Slides and more info: erlang-factory.com/berlin2015/jorgen-brandt
The need to analyze massive scientific data sets on the one hand and the availability of distributed compute resources with an increasing number of CPU cores on the other hand have promoted the development of a variety of languages and systems for parallel, distributed data analysis. Among them are data-parallel query languages such as Pig Latin or Spark as well as scientific workflow languages such as Swift or Pegasus DAX. While data-parallel query languages focus on the exploitation of data parallelism, scientific workflow languages focus on the integration of external tools and libraries. Cuneiform is a novel language for large-scale scientific data analysis that combines easy integration of arbitrary tools, treated as black boxes, with the ability to fully exploit data parallelism. We introduce a use case from next generation sequencing to discuss the way Cuneiform facilitates the reuse of existing software tools and the exploitation of data parallelism. Additionally, we discuss the way, this language was specified in Erlang and compare this specification to previous approaches. Finally, we discuss Cuneiform's architecture and the way it is implemented in terms of Erlang services.
In this talk we aim to introduce the functional workflow language Cuneiform. Its merits are exemplified with applications from bioinformatics. In addition, we aim to highlight the role Erlang played in determining the language's semantics and share experiences from implementing its execution environment in Erlang.
Bioinformatics, data scientists, language enthusiasts.
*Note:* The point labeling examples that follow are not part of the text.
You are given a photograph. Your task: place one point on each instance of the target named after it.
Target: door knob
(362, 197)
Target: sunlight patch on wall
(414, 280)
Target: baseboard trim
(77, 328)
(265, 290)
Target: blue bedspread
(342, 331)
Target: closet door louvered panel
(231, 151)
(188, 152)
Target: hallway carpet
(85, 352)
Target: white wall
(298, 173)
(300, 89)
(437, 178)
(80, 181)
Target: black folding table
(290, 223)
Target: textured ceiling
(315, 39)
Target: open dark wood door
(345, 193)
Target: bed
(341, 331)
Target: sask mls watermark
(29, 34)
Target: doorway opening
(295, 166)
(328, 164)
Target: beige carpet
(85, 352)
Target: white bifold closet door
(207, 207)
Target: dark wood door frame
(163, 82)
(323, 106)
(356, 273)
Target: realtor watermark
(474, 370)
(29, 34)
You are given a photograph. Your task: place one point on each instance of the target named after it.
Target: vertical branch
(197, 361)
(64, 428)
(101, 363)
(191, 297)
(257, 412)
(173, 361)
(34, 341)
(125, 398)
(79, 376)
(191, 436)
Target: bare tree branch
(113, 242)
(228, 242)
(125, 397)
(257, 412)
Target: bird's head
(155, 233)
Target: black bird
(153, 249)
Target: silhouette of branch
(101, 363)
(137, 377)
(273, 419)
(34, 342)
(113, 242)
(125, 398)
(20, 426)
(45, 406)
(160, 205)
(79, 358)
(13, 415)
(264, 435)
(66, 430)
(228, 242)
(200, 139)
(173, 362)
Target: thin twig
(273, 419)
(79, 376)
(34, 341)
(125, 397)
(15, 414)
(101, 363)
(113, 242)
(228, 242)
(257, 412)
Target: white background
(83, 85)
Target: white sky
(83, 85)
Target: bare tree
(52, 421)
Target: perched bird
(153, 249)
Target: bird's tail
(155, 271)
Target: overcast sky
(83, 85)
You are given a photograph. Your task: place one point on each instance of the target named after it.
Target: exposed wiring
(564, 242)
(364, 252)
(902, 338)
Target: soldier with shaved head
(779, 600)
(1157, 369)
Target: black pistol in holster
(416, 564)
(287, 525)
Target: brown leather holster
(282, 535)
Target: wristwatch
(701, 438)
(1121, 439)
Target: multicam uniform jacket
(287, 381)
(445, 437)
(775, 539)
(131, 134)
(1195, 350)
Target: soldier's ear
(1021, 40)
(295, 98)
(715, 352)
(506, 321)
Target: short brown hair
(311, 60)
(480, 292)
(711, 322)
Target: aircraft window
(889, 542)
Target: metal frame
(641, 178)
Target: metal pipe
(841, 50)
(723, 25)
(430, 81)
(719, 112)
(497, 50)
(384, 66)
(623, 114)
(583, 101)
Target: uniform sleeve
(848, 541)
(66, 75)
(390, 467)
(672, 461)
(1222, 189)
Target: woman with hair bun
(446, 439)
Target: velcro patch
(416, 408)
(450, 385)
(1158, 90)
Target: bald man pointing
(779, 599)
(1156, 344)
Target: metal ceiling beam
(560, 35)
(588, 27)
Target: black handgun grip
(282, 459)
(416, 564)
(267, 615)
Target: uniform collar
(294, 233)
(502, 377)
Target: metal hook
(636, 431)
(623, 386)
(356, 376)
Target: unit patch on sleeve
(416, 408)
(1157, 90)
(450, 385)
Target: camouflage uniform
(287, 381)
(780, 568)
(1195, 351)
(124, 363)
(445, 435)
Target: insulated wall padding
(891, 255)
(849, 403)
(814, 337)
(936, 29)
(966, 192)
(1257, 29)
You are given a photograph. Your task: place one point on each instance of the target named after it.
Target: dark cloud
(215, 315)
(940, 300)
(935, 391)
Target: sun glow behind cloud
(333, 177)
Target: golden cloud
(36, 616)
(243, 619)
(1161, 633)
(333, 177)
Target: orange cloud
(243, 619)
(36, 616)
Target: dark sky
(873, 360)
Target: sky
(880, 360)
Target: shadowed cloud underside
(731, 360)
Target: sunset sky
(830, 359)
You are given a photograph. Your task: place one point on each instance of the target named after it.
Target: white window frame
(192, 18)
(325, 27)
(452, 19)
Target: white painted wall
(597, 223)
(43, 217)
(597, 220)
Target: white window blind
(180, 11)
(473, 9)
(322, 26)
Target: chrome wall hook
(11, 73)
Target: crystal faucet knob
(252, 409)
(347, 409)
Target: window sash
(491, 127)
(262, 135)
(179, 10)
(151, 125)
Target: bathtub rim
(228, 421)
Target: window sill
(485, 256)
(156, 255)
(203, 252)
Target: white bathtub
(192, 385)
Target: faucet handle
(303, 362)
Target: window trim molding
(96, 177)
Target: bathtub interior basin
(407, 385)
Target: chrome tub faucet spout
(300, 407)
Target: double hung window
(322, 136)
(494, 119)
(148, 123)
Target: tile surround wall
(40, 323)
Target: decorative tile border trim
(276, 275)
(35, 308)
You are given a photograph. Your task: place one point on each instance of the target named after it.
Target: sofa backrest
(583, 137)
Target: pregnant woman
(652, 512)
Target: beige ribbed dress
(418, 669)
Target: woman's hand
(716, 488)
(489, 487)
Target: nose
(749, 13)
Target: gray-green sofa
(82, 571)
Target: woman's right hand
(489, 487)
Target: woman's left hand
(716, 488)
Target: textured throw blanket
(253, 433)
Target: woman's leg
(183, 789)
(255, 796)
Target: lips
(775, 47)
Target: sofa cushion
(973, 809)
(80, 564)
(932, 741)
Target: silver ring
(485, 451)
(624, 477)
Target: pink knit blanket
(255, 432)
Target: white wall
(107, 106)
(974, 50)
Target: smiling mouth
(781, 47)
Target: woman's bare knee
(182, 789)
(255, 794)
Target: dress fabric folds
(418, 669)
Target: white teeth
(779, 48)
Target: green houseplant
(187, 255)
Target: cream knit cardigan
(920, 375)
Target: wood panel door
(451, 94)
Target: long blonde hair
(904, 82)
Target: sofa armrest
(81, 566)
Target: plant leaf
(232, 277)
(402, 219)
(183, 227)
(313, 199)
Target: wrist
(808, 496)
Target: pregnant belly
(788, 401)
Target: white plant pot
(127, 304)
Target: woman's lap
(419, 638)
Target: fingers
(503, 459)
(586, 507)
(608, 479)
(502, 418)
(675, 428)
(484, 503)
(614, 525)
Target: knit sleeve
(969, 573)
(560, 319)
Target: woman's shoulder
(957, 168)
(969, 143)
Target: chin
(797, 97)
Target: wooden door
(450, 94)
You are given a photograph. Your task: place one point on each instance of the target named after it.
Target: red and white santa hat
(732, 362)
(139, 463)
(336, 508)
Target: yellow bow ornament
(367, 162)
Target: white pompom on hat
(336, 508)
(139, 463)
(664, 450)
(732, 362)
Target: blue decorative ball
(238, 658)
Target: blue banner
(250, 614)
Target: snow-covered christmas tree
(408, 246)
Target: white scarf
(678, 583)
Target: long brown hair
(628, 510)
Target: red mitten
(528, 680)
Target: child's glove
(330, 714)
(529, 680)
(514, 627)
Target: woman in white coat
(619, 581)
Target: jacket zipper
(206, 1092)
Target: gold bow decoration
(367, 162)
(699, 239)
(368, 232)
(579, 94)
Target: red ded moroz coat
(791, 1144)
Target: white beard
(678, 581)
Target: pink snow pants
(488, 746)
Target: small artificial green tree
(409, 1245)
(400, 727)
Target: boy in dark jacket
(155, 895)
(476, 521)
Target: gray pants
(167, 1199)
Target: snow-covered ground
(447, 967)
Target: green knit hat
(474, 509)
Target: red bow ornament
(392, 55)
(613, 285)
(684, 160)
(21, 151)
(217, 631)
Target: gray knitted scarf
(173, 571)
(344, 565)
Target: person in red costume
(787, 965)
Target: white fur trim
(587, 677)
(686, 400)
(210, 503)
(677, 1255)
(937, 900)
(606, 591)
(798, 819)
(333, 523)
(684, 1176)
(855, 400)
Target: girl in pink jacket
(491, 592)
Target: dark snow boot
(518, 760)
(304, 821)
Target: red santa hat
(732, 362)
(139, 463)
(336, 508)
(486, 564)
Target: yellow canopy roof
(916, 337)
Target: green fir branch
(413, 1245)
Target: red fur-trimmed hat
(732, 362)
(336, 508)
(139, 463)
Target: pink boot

Jörgen Brandt is a PhD student at the Humboldt-Universität in Berlin. His research interests include next generation sequencing, scientific workflows and functional programming languages. He graduated in Computer Science with a specialization on intelligent systems at the Technische Universität Berlin in 2011 and in Information Technology and Networked Systems at the Hochschule für Technik und Wirtschaft in 2008.